I remember the day I first met Heather. We all went out to eat (it might have been a Chili's) and I was uncomfortable. It isn't that Heather made me feel uncomfortable it's just that I always felt weird meeting Jon's girlfriends. That's not to say that he's had twelve hundred of them or anything but the few that he's had always made me feel awkward at first. You see, I kind of have a strange personality. That is to say that, if we don't hit it off, a little of me might go a long way. If you know me you're nodding. Admit it. In any case, with the exception of my middle school years I've always cared a lot about my brother. Even when we were little and I spent a great deal of time hitting him, I also liked him. So it was always important to me to find a balance of being myself but not being too much of myself when I met my brother's girlfriends. The plan was that if they stuck around long enough, I'd increase the Lori dosage over time.
It's not that I'm obnoxious. I happen to think I'm a lovely person. But I'm weird. I'm artsy and loud and I love nothing more than to make people laugh. So, in order to not mortify my brother, I try to be slightly less artsy, a bit more quiet and crack a few less jokes when I'm meeting his new leading lady.

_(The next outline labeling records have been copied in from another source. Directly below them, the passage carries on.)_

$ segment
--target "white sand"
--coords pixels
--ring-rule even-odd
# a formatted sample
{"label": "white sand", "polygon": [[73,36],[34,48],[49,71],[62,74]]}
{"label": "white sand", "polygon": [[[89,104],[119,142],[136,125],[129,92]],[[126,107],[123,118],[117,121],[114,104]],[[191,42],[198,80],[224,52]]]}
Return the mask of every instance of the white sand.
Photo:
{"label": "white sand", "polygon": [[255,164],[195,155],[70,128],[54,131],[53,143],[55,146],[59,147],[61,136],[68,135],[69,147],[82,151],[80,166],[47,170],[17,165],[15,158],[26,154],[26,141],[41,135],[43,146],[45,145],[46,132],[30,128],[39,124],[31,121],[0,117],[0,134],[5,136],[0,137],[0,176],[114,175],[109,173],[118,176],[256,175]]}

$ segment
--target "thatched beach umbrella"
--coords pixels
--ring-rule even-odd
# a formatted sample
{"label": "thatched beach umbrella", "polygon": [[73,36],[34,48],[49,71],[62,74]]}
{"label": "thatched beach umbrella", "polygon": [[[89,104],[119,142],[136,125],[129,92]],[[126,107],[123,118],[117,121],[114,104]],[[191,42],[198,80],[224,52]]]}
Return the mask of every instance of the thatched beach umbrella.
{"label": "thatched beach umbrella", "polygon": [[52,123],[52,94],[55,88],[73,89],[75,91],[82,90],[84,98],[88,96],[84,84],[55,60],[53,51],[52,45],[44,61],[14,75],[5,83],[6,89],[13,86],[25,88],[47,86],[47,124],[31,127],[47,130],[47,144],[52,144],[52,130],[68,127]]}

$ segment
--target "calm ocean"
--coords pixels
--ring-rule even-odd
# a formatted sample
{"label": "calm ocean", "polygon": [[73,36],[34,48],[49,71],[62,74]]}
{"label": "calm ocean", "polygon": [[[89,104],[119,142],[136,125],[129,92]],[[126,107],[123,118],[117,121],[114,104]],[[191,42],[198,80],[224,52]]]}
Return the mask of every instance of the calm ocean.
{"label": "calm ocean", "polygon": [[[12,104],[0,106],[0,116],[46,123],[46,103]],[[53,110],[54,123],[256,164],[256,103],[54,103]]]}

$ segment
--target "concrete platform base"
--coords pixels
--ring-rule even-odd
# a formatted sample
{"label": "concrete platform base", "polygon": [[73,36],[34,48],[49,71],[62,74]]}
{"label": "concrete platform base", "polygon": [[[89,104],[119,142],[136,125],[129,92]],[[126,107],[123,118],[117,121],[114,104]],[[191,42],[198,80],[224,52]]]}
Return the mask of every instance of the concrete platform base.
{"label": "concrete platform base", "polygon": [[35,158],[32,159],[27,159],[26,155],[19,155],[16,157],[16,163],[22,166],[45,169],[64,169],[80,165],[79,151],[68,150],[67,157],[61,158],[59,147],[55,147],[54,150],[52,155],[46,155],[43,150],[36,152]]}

So we had dinner. Heather was quiet and I was wondering if I would ever be able to introduce this nice, quiet girl to my real self. I also remember thinking that I had better be able to because this was the girl he would marry. I really and truly thought that the very first time I met her. She was just different from the other people he had dated. And not different like, "So, what is Jon's new girlfriend like?" Well, she's...different. She was different like, Yeah, I could see her marrying my brother and raising my nieces and nephews one day. Different. In a good way.
That was three years ago.
She came into the room, post delivery, to see Garrett when he was born in July of 2006 and I knew that anyone my brother would feel comfortable parading through a delivery room, anyone who would enter a delivery room of her own accord, anyone I would allow to see me in such an exhausted, gnarly state, was definitely a keeper. And so we asked her if we could call her Aunt Heather. I said that I didn't want Garrett to be confused if he called her Heather and then, one day, we told him that he had to start calling her Aunt Heather. But, really, I think it was more for me than anyone. Jon wouldn't dare break up with Garrett's Aunt Heather, right? It was my insurance policy. My fool proof way of insisting that my brother marry her. She'd seen my personality and she'd seen my personality on pregnancy and she still seemed to be alright with being in my presence. And because I love my brother I've never had an interest in hating his wife and I certainly don't have an interest in his wife hating me.
I love Heather. It turns out that she's not really quiet. I love the way she makes my brother smile. I love the way she loves my son as much as my brother does. I love that she makes ridiculous home videos with us. I love that she is close to her family and that she gets along so well with mine. I love that she's competitive when she plays board games despite the fact that this is one of the things that drives me most crazy about my brother. Although, to be fair, she's not nearly as cocky as he is. I love that the four of us--Jon, Heather, Troy and myself--have a subcategory of our relationship that is based almost entirely on making fun of one another. This includes but is not limited to laughing so hard I almost wet my pants on the way home from Black Angus because Heather said something about a piggy or, I don't even remember, I just know we were all making fun of her and she took it well. I just love her.
And that day when we first met is just a distant memory of a time when, even though I had a suspicion that this would be the one, we didn't know what the future would hold. Congratulations Jon & Heather!